Explanation (a) or (b) which in turn drove her to commit suicide. The

impugned judgment has not established this fact.

12. There is also no discussion in the impugned judgment of the fact of

delay in lodging the FIR or the absence of evidence of at least two doctors

who had examined and issued medical prescriptions to the victim lady. The

judgment also does not discuss the failure of the witnesses deposing on

behalf of the victim to disclose material facts while recording their

statements including the fact that the victim was suffering from a mental

condition. These were crucial to the case for establishing or negating the

charge under section 498-A and the non-consideration of these factors

renders the decision vulnerable for interference.
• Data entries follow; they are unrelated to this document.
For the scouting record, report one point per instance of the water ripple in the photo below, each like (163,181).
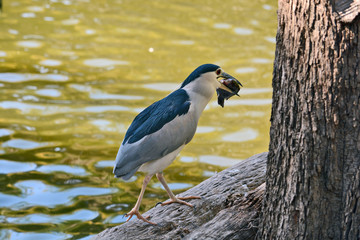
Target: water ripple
(25,77)
(15,167)
(37,193)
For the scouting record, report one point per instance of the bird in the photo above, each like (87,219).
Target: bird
(158,133)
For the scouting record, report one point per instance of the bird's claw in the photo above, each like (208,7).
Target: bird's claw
(138,215)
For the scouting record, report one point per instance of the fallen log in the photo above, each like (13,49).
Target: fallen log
(228,209)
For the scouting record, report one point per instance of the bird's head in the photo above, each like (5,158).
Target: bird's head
(208,78)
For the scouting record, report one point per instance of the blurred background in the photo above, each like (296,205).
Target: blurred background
(74,74)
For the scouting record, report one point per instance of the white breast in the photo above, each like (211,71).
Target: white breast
(159,165)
13. For the above reasons, this Court finds no justification to convict and

sentence the appellants under section 498-A of the Indian Penal Code. CRA

328 of 2009 is accordingly allowed. The impugned judgment dated 30th

March, 2009 is set aside and the order of conviction of the same date passed

by the Additional District & Sessions Judge, Fast Track, 2nd Court, Suri,

Birbhum in Sessions Trial No. 3 (November)/2005 arising out of Sessions

Case No. 152/2005 and the consequential sentence awarded against the

appellants is set aside. The appellants are hereby acquitted of the charges

framed against them and are discharged from any bond and or condition, if

furnished by the appellants, in connection with any bail application in

respect of the present conviction at any point of time. All connected

applications are disposed of.

14. This Court records its appreciation to the learned Amicus whose

assistance in the matter has been invaluable.

Urgent Photostat certified copies of this judgment, if applied for, be

supplied to the respective parties upon fulfilment of requisite formalities.